Generations of schoolchildren have learned that a massive, long-necked dinosaur called Brontosaurus once roamed Earth. But in fact, scientists dropped that name more than a century ago -- referring to it as Apatosaurus instead.
Now, after a thorough analysis of dozens of long-necked specimens, a team of British and Portuguese paleontologists says it's time to revive the old name.
"It's the classic example of how science works," study co-author Dr. Octavio Mateus, a paleontology professor at Universidade Nova de Lisboa in Portugal, said in a written statement. "Especially when hypotheses are based on fragmentary fossils, it is possible for new finds to overthrow years of research."
The backstory. Starting in the 1870s, rival paleontologists Othniel C. Marsh and Edward D. Cope were scouring the American West, competing to find new dinosaurs in what became known as the "Bone Wars."
During Marsh's digs, his team found two incomplete skeletons of massive, long-necked sauropods. Based on one of the skeletons, Marsh announced the discovery of a new dinosaur called Apatosaurus ajax, the "deceptive lizard" in 1877. Then, two years later, he described the second skeleton as belonging to another new species called Brontosaurus excelsus, the "noble thunder lizard."

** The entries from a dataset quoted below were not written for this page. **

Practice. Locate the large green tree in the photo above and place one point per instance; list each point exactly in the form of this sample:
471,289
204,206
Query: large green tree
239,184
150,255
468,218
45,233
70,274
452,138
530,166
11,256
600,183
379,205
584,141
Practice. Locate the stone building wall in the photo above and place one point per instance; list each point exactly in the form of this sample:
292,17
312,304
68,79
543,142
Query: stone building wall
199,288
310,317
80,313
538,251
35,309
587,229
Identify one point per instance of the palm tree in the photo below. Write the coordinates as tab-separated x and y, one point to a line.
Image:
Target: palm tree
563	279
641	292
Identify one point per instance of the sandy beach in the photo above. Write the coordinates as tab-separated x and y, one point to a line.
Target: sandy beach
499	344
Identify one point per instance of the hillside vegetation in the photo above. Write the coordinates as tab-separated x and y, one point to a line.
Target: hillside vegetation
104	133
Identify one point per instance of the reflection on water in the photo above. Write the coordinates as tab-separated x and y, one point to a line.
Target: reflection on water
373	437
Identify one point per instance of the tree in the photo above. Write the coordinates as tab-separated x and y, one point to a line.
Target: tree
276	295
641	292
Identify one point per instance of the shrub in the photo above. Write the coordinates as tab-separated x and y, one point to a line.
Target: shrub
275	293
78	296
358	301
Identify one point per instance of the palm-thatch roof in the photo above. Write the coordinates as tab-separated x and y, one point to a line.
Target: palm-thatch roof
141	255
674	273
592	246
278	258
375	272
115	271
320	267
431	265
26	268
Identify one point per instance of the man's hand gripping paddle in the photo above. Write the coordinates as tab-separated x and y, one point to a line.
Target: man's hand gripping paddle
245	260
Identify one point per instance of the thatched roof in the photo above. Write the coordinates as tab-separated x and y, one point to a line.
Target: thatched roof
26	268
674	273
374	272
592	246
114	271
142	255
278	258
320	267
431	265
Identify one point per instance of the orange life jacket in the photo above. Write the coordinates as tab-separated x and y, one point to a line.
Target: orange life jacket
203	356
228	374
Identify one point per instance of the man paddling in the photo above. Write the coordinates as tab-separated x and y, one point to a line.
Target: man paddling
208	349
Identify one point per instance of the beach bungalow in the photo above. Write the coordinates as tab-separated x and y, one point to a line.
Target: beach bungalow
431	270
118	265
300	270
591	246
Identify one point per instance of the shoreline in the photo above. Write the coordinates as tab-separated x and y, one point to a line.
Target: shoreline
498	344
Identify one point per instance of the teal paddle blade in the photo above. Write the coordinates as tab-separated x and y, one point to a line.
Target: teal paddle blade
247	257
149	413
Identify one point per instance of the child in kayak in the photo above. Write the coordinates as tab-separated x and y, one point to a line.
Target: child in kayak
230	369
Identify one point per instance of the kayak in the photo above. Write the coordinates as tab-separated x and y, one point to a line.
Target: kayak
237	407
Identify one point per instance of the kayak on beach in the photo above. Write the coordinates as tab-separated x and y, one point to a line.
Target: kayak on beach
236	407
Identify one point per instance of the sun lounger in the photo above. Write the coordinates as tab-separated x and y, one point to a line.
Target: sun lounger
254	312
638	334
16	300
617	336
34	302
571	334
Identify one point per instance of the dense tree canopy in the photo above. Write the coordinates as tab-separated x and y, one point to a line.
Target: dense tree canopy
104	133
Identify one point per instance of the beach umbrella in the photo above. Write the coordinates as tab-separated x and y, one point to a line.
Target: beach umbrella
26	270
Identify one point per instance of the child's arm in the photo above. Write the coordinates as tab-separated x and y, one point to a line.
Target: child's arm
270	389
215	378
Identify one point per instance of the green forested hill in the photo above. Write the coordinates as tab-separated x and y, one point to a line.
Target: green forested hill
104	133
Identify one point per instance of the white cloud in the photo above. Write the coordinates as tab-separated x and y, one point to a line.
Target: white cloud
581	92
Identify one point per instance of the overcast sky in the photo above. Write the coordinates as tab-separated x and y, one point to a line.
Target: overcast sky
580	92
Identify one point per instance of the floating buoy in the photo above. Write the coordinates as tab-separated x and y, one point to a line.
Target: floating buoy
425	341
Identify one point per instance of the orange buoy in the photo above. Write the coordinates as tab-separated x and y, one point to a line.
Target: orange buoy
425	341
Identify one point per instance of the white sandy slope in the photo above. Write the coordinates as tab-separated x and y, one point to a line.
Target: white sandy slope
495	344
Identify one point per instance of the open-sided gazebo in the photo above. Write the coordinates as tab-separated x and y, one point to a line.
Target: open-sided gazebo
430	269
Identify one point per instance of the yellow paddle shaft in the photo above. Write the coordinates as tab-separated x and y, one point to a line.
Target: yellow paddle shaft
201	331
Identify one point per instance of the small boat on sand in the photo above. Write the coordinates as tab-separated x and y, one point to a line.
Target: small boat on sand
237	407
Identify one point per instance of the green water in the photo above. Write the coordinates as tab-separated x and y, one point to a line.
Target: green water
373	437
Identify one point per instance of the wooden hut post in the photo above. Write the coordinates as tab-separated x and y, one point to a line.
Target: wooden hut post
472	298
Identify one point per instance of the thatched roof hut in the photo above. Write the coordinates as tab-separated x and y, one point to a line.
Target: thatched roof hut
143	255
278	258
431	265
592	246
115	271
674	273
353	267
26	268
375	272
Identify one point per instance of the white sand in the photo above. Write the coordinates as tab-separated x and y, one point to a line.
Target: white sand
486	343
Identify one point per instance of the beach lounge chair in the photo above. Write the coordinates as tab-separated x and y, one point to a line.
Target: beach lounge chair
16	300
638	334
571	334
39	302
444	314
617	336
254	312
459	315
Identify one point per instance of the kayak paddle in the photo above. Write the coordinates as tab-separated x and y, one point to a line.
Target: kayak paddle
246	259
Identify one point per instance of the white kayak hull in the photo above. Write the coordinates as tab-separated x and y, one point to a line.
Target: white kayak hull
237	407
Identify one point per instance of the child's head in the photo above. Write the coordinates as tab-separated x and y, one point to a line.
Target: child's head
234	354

But after paleontologists collected a specimen with features similar to both Brontosaurus and Apatosaurus, they said the two dinosaurs were too similar to belong to separate genera. And so in 1903, Brontosaurus was re-classified as Apatosaurus excelsus.
A second look. For the new analysis, the researchers spent five years examining the scans and fossils of 81 sauropod specimens. Then they conducted statistical analyses to discover how much the dinosaurs differed, based on 477 specific features, Scientific American reported.
"Our research would not have been possible at this level of detail 15 or more years ago," Dr. Emanuel Tschopp, a paleontologist who led the research while completing his PhD at the Universidade Nova de Lisboa, said in the statement.
Paleontologists Emanuel Tschopp and Octávio Mateus measuring a sauropod dinosaur femur.
What did they find? Apatosaurus and Brontosaurus were less similar than would be expected from two species belonging to the same genus.
“It was a number of small differences that were important, but probably the most obvious features that would help distinguish the two is that the Apatosaurus has an extremely wide neck, where Brontosaurus' is more high than wide,” study co-author Dr. Roger Benson, a paleobiologist at Oxford University, told Wired.
Brontosaurus as researchers see it today.
"It’s going to be a long time before we get there, probably, but this paper is a big start in terms of getting the debate going," John Whitlock, an associate professor at Mount Aloysius College who wasn't involved in the research, told the Washington Post. "At the end, though, we’re going to be in a much better place in terms of truly understanding the evolution of the lineages we study, and that’s exciting."
A paper describing the new research was published online on April 7 in the journal PeerJ.
CORRECTION: A previous version of this article misstated the name of the publication.